We have five children in our family. Because of that, one of our chief preoccupations while raising them has been the problem of how to impart the ideas and attitudes of Freethought to them. Needless to say, we have had to blaze our own trail. While others can simply deliver their children into the care of priests or nuns or sit them in front of Bible-story videos, we have had to be a bit more imaginative.
I can't say we've never spanked our children, but we've relied mostly on "time-out" punishment. "Time out" — the old "sit on a chair or stand in the corner" — has the virtue of allowing both parent and child to think about what's happened before trying to come to grips with it. In my experience, this is to the advantage of the parent more than the child.
This has been key for us: that "time out" is not just a penalty box after which the child is released and nothing more is said. "Time out" is started when the problem — the broken article or the broken rule, the fight, the disrespect, or whatever it may be — happens. But, afterwards, the problem is discussed, beginning with the child explaining what the problem was, why it was serious enough to warrant the "time out," why it happened (the least useful element of the process as children usually don't know why they did what they did, or the "reasons" they offer are ad hoc inventions), and how it's going to be prevented in the future.
These discussions usually involve familiar themes having to do with privacy, sharing, respect for others, putting one's immediate desires into perspective — both that of others and that of the "big picture" of one's own desires — as well as forgiveness, patience, good sportsmanship, loss, anger, shame and many other things that are the stuff of everyday life. Although disciplining children is very trying, it's also true that these times can be among those that can hae the greatest impact on adults. It is often at these times that one may be reminded both of the importance of so many things that we tend to take for granted and the sad lot of all of us in having to figure out so many of them through difficult and painful personal experience.

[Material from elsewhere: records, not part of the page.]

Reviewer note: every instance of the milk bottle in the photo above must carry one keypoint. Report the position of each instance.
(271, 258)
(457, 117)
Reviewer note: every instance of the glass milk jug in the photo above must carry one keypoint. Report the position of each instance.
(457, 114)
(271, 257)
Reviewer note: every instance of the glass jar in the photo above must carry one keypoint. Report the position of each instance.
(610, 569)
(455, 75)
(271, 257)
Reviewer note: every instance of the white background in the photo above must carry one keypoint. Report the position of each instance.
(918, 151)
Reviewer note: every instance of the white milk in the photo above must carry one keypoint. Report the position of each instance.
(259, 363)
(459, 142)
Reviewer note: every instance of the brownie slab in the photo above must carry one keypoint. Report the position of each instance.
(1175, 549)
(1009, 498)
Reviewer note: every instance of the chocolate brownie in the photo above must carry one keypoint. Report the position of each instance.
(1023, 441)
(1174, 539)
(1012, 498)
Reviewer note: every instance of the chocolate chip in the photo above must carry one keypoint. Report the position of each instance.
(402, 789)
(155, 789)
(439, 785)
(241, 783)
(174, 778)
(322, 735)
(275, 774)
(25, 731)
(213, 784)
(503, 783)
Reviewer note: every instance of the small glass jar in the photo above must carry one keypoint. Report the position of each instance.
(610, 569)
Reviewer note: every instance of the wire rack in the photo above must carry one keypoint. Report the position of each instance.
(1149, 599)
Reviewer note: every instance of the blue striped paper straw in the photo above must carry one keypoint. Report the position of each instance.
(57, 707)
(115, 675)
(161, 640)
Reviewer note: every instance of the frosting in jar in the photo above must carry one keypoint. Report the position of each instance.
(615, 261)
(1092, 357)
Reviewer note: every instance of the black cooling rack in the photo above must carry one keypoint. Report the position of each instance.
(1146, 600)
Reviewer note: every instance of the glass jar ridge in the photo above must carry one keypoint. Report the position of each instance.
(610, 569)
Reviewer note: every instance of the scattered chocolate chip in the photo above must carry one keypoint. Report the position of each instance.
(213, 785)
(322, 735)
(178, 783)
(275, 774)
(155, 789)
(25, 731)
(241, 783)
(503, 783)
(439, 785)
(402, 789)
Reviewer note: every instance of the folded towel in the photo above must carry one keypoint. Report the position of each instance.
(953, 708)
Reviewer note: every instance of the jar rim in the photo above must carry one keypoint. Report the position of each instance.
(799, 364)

So I have come to feel that the post-"timeout" lecture is very important in raising Freethinking children. For this is how children learn that when Mom and Dad say something is wrong, it's not just wrong just because Mom and Dad say it is. Rather, Mom and Dad have their reasons. And the child's participation in the after-the-fact process of understanding what happened is also a part both of their "punishment" and their moral education, just as being drilled in the multiplication table — cycling the information into and out of the brain over and over again — teaches proficiency in mathematics.

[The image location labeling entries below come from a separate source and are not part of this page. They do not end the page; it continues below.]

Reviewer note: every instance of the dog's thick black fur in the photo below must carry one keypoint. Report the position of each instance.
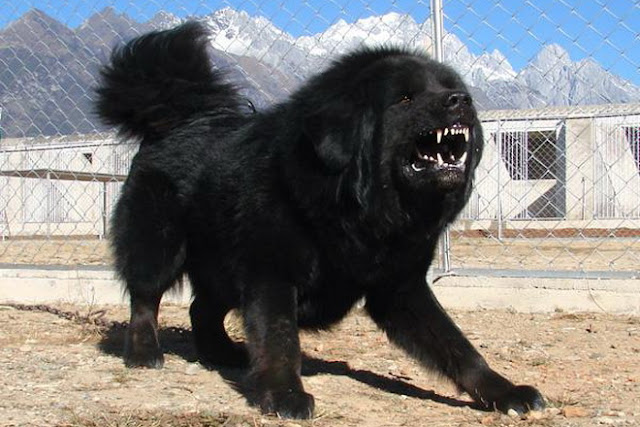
(293, 214)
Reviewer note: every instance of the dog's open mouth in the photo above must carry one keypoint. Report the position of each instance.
(442, 148)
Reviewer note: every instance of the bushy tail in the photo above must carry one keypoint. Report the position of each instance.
(161, 80)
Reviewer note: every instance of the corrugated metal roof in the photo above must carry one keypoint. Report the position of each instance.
(564, 112)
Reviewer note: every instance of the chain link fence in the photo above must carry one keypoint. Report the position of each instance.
(558, 87)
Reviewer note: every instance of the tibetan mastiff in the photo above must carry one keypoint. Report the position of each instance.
(293, 214)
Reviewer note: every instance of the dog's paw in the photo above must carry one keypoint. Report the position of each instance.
(521, 399)
(143, 351)
(288, 404)
(153, 359)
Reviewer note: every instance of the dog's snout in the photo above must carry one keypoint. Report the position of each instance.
(457, 100)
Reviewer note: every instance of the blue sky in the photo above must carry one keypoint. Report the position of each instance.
(607, 31)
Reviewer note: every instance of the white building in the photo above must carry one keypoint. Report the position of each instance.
(578, 166)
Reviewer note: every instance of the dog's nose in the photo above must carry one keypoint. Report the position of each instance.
(457, 100)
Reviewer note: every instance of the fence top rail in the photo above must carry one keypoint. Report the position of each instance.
(563, 112)
(63, 175)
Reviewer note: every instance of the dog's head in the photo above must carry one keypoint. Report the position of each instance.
(388, 118)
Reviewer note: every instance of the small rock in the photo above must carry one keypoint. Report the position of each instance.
(552, 411)
(575, 412)
(609, 421)
(192, 369)
(489, 420)
(535, 415)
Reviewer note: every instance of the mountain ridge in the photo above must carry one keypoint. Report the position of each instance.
(48, 69)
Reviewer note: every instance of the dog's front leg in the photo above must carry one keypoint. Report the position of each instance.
(272, 333)
(416, 322)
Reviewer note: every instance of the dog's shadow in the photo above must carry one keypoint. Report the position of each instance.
(178, 341)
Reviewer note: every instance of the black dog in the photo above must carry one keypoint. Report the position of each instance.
(293, 214)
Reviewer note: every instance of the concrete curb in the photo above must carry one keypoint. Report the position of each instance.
(99, 285)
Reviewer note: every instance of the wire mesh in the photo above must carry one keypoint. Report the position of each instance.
(558, 87)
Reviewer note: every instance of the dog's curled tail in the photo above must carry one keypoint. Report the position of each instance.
(161, 80)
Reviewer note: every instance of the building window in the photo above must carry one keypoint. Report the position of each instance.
(530, 155)
(632, 133)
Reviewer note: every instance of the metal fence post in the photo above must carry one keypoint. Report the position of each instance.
(438, 31)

I won't say it always works perfectly, but it's the time and the repetition that are important and not how well each and every instance is resolved. That, too, is important for children to learn: that rarely is anything 100%, and that we all — even parents — must sometimes be content with settling for less.
We always conclude the post-"timeout" interview with the question: "What is the most important thing"? There's only one right answer, and our aim has been to see to it that our children have known the right answer since before they can remember: "To be good." And isn't this true, after all? Isn't the whole point of our existence to be good?

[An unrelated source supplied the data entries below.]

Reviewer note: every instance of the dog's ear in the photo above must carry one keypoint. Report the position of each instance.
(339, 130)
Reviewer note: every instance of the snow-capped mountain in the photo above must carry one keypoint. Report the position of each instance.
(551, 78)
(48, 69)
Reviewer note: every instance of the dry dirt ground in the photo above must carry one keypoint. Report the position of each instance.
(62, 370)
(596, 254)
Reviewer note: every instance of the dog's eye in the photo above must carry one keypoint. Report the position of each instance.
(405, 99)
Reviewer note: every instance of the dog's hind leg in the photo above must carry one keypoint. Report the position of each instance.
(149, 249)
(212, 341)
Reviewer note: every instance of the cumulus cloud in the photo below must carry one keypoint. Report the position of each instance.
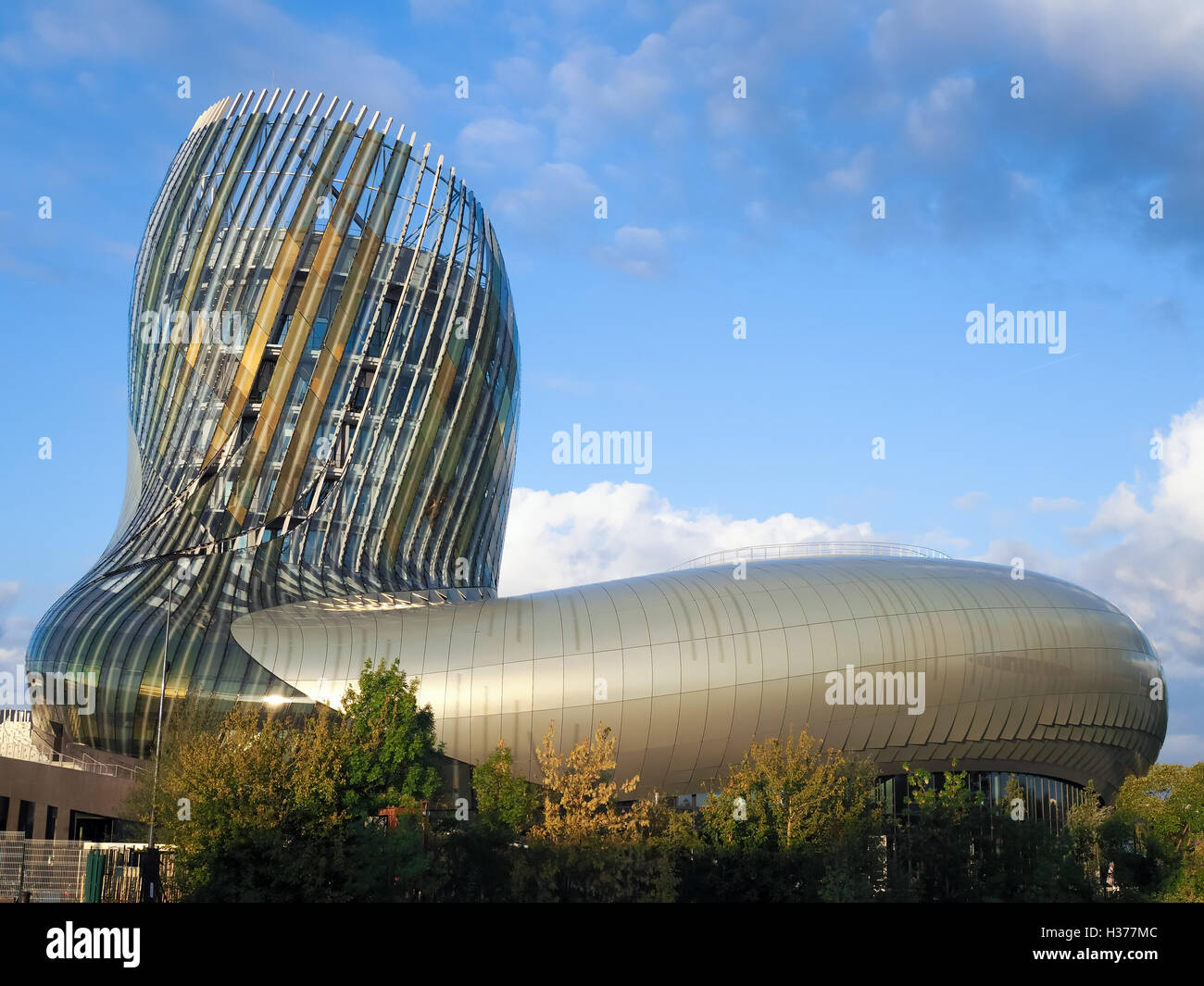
(937, 124)
(1118, 47)
(554, 193)
(971, 501)
(1147, 560)
(596, 91)
(1042, 505)
(638, 251)
(498, 141)
(619, 530)
(13, 630)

It's certainly fair to ask: "What is being good?" Although I don't think our children ever jumped to that question on their own, we could tell when they were ready to make the next step. And the next step, for us, was getting across the idea that being good means applied understanding. That is, it means both knowledge and action that fit the circumstances. So the right answer to the question "What is being good?" is, as we have taught our children: "To know what's right and do what's right.?
Now how do we do that? That's the easy part, or the difficult part, depending on how one looks at it. To know what's right it is necessary to think. It's necessary to see a given situation in light of those many considerations, both objective and subjective, that are bound to vary with the circumstances but which help us to decide on a course of action that is morally acceptable. To do what's right demands a similar effort to identify what is morally acceptable with what is personally necessary and satisfying. This is certainly the hardest part for children, whose self-esteem depends so much on external circumstances and the opinions of others. But none of us, in fact, are so grown up that we are free of such feelings and failings. Sometimes we must simply do what's right whether we want to do it or not.
Thomas Henry Huxley arrived at the same conclusion in his 1877 work Technical Education:
"Perhaps the most valuable result of all education is the ability to make yourself do the thing you have to do, when it ought to be done, whether you like it or not. It is the first lesson that ought to be learned; and however early a man's training begins, it is probably the last lesson that he learns thoroughly."
There is a little song that our children know that helps us to remember these ideas: that being good is its own reward, that it's our honest effort to be good that counts — because practice makes better even if it does not make perfect — and that this is all we really need concern ourselves with so long as we are able to concern ourselves with anything at all. The song goes like this:
We do what's right because it's right,
We do it with all of our might,
Until we all go down for the night, night, night,
We do what's right because it's right.
Isn't that the most important thing?